Key Responsibilities:
Draft Safety Management Plans (SMP) for assigned clinical studies
Attend internal and sponsor/client meetings
Review SAE reports for accuracy and completeness
Perform SAE data entry and maintain tracking logs in safety databases
Query and follow up on missing or unclear adverse event data
Conduct QC of SAE cases processed by team members
Generate regulatory safety reports and manage safety submissions
Prepare periodic safety update reports (PSURs) as needed
Stay updated with evolving pharmacovigilance guidelines and regulatory changes
Required Skills & Qualifications:
Bachelor’s degree in Life Sciences, Nursing, Pharmacy, or a related field
Minimum 1 year of experience in pharmacovigilance within clinical trials (pre-approval)

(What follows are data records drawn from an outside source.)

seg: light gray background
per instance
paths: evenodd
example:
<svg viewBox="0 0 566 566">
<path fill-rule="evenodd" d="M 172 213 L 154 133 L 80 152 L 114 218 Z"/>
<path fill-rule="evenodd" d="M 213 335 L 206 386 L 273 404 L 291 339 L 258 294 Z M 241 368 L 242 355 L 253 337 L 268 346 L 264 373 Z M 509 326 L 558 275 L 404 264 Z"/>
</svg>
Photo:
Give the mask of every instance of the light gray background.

Strong knowledge of global PV regulations and AE/SAE case management
Familiarity with safety databases and relational data systems
Proficiency in MS Office tools (Excel, Word, PowerPoint)

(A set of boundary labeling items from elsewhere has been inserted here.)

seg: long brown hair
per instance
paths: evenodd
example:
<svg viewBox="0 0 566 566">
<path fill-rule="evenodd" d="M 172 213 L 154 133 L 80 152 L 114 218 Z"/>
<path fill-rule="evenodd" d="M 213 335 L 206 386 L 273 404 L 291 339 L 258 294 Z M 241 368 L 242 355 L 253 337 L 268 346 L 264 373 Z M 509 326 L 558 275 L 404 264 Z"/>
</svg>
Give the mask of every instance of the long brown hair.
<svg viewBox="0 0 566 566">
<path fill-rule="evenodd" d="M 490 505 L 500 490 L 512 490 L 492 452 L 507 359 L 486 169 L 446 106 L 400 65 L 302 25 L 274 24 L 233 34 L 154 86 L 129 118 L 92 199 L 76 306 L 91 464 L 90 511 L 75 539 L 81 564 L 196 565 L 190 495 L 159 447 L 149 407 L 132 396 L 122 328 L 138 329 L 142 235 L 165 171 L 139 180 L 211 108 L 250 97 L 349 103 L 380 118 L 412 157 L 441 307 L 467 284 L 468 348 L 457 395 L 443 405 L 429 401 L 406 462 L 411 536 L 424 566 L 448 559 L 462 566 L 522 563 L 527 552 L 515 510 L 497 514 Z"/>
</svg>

Detail-oriented with strong analytical and problem-solving abilities
Excellent verbal and written communication skills
Proven ability to handle multiple priorities in a fast-paced environment
Perks & Benefits:
Fully remote work model (UK/EU-based)
Competitive compensation package
Inclusive and diverse work culture
Opportunity to contribute to global drug development
Access to cutting-edge clinical research technology
Supportive leadership with growth-focused initiatives
Annual leave, retirement planning options, and healthcare benefits
Company Description:
Worldwide Clinical Trials is a mid-sized global Contract Research Organization (CRO) committed to transforming clinical research through innovation, quality, and excellence. With over 3,500 professionals worldwide, we bring a personalized, high-touch approach to clinical trial execution—especially in drug safety and pharmacovigilance.
Work Mode:
Remote (UK/EU)
Call to Action:
Ready to make a global impact in pharmacovigilance? Apply now to join Worldwide Clinical Trials and shape the future of drug safety while working remotely from anywhere in the UK or EU.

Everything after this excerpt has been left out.